Melbourne business Mesha Feet argued these unconventional methods meant the ATO’s statutory demand for repayment should be set aside because there was a “genuine dispute” over the debts owed.
However, Justice Catherine Button said a promissory note and bill of exchange were not approved means of payment for tax debts. “Payment by those means is not a means of payment approved by the Commissioner,” she said.
“The fact that there is no legislation specifying that promissory notes and bills of exchange cannot be used as means to pay tax debts is beside the point. The point is that they are not means of payment that have been approved.”
The ATO issued the statutory demand over $45,245 in tax debts Mesha Feet accumulated between 2021 and 2022.
In 2022, the company’s director Claude Tobgui attempted to discharge its 2021 liabilities by sending a document labelled as a "promissory note" to the ATO as payment that could only be redeemed at a certain location (a Coburg cafe).
It said failure to return the note within three days would be taken as acceptance of full payment.
However, the ATO “did not dispute receipt of this communication, did not respond to it, and did not attend at Twin’s Café in Coburg at the date and time specified. Nor was the ‘promissory note' returned".
The following year, Mesha Feet then sent another letter to the ATO with a document labelled as a “bill of exchange” purporting to be payment for its 2022 liabilities. It included a cheque for $46.86, which the business claimed would be considered full payment if retained or deposited by the ATO.
The ATO ignored Mesha Feet again but deposited the cheque.
Tobgui then sent multiple follow-up letters claiming that the ATO's lack of response was an “admission of guilt” to not having evidence showing its payment methods were invalid and invoiced the ATO $187,473 for “failure to acknowledge the ‘bill of exchange’ as full and final payment of the tax liability”.
The ATO had issued public documents threatening prosecution if its notices were not complied with, Mesha Feet said, so “there should be consequences arising from the ATO’s failure to comply with notices issued by Mesha Feet”.
Justice Button said the notion that taxpayers could discharge liabilities with promissory notes and bills of exchange was “spurious” and “must be rejected”, noting that it was “not surprising” the business, represented by Tobgui, had trouble finding solicitors to advance its case.
She also called Mesha Feet’s interactions with the ATO “self-serving” and dismissed the purported invoice.

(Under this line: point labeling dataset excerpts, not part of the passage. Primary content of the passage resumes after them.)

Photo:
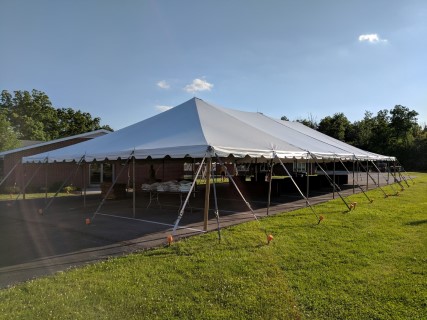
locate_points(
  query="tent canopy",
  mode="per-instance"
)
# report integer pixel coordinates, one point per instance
(197, 129)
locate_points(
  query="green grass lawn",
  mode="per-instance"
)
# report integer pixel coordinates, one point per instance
(370, 263)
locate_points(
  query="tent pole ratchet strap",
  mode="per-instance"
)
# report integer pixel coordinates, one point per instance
(112, 185)
(331, 181)
(379, 171)
(181, 212)
(302, 194)
(367, 171)
(63, 184)
(28, 183)
(358, 185)
(238, 190)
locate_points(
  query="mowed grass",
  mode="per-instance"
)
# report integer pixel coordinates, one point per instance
(370, 263)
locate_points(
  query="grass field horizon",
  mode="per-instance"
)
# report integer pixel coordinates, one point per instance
(370, 263)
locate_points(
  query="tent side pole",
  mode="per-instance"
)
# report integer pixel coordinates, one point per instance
(207, 193)
(353, 178)
(45, 180)
(378, 170)
(237, 188)
(63, 184)
(369, 176)
(307, 172)
(216, 209)
(84, 169)
(28, 183)
(133, 187)
(24, 185)
(332, 182)
(112, 186)
(299, 190)
(270, 178)
(353, 181)
(181, 212)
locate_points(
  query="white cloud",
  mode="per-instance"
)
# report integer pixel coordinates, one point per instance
(163, 108)
(163, 84)
(371, 38)
(198, 85)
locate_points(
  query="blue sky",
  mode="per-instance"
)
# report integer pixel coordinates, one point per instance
(127, 60)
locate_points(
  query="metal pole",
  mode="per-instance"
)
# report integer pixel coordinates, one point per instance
(133, 186)
(84, 168)
(45, 180)
(367, 175)
(270, 176)
(307, 172)
(207, 192)
(353, 178)
(333, 185)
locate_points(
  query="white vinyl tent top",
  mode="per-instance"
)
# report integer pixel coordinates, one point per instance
(197, 129)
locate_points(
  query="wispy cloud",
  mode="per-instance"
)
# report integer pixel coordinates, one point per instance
(163, 84)
(198, 85)
(371, 38)
(163, 108)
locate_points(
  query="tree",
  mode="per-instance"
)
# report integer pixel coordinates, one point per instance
(403, 125)
(335, 126)
(8, 138)
(33, 117)
(310, 122)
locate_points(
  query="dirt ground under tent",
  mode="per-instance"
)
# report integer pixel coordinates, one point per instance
(34, 245)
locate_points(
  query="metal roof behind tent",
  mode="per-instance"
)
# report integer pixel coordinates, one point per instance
(86, 135)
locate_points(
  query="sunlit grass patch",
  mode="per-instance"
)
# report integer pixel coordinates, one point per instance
(369, 263)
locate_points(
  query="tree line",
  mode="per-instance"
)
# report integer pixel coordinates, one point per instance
(394, 132)
(28, 115)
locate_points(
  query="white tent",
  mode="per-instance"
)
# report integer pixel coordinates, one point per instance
(198, 129)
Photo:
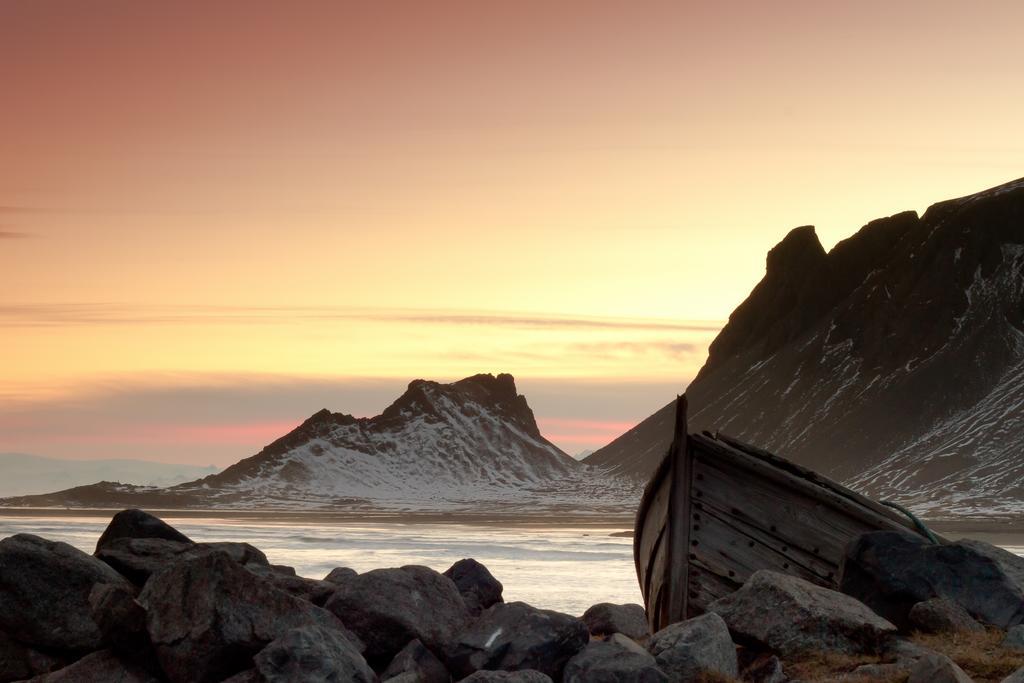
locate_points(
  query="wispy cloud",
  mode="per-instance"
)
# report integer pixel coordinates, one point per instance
(111, 313)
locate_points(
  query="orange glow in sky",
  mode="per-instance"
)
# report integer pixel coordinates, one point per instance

“I also do not accept that the defendant became bound to accept the ‘promissory note’ or the ‘bill of exchange’ by virtue of the ATO’s failure to return those instruments within the stipulated time frames (or at all), its failure to return the cheque, its banking of the cheque, or its failure to write back to Mesha Feet expressly rejecting the proffered means of discharging its tax debts.”
“The self-serving statements embedded by Mesha Feet and Mr Tobgui in the correspondence do not elevate the “promissory note” or the “bill of exchange” to means of payment approved by the Commissioner."
Justice Button dismissed Mesha Feet's application to set aside the statutory demand, ordering it to pay the ATO's legal costs. Mesha Feet is also facing wind-up proceedings, according to an ASIC notice in April.